How did you start Quiz Meisters?
"I was at uni, studying psychology and film, when some friends asked if I’d host a trivia fundraiser. I got some musician friends to come along and play; we winged it and had a lot of fun. I got a job with one of the biggest trivia companies and learned the ropes. I wanted to bring my film work to trivia, as no one had done that before; we started to make these video segments, and started Quiz Meisters."
Did you roll up somewhere and say, “Let me run a quiz”?
"Pretty much. I was 23, I hit up some of the cool bars I liked, saying, 'I can make a weeknight a lot better for you'. The first bar we went to, said yes."
How much better can you make a weeknight?
"This obviously varies from venue to venue pending on the day of the week they run trivia, their seating capacity, whether they have a kitchen or use food trucks, whether they brew their own beers, etc. For most venues, we have turned their quietest night of the week into their busiest – and it is consistently busy week-to-week.
"Our biggest venues bring in AUD$5k-7k (€3.5k-5k) per night, but in general you are looking at the average cost of a meal at the venue plus 2 to 3 drinks per person. The average crowd size of the first 3 shows is usually doubled by show number 10. This is why we give so much support and direction to kick off strong, because if everything goes to plan, you'll have a full house week-to-week after 6 to 10 weeks."
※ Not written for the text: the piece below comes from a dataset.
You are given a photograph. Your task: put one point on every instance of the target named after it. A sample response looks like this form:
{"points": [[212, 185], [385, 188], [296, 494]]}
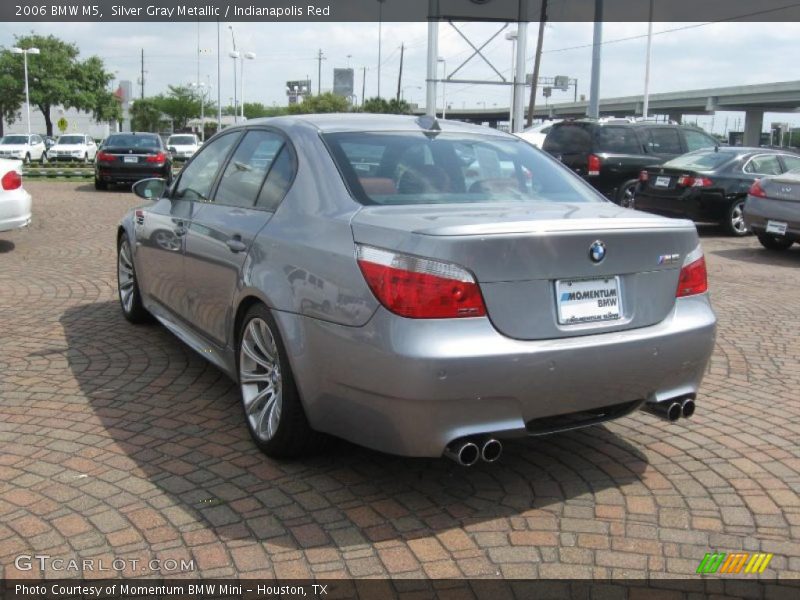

Is social media important for a trivia night’s success?
"We find a lot of bars, especially the small ones, have social media but don’t really understand it. We know that in the lead-up to your night, you have to be posting three or four times a week. We have a library of resources, bars can tap into, and we use Active Campaign to automate a lot of processes, so as soon as venues onboard with us, they get an eight-week social-media program. We don’t do it for them, we teach them to do it. We tell our venues: our responsibility is to create a brand that people want to engage with and follow; your responsibility is to associate yourself with that brand."
How do you know what works?
"We have a lot of data. We collect the crowd size of every show and can look at that data on a venue, city or state level to see what the crowd pulse is. It goes through a constant wave, and it takes about 10 to 15 weeks to recognise patterns for each venue, but when you get to that point, you can say: 'Hey, you’re going to have a dip here. So let's put the promo just before that and try and level out.'"
Was that support part of the original plan?
"Noooooo. Initially I thought: 'We’ll turn up with a mic and just do it.' We've been doing this for 18 years, but I get bored easily, so I started going deep into it."
"It’s not really about the tech or data – it's the show's personality that venues pay for. You’re trying to personify the pub, to give the venue something that punters can walk in and identify with and want to get to know. The other stuff is just how we get it there. We’re clever and professional with that, but on the other hand we’re idiots, and we have a lot of fun. If we’re having fun, everyone is.
"You want to take people on a journey with you. That creates the ambience. It’s all about good storytelling, a sense of discovery. At the end of the night you want people to think: 'This was great. I want to tell my friends about this – I want to bring them next time.' Then you’re creating a relationship."
Are funny trivia nights just a thing for hip inner-city bars?
"We’ve seen a lot of outer suburb bars doing really well. Fewer people are coming into cities, so football clubs and venues that have a real community base have become great places for people to hang out. A lot of lo-fi breweries have done exceptionally well.
"More than half our clients in Queensland are breweries – some are really slick and some feel like you’re walking into someone’s garage but they’re packed out because the owners and the managers have created a great community. You can get these magical shows where 140 people turn up and you’re knocking people back on a Monday night."
So quizzes build community?
"That’s our thing: bringing the customers – and their friends. Teams become personalities in the show, and the bartenders become personalities. We want to create an atmosphere where friends have a bonding experience."
We're going to the bar, what are you having?
"If you're paying, I'll have a Negroni thanks!"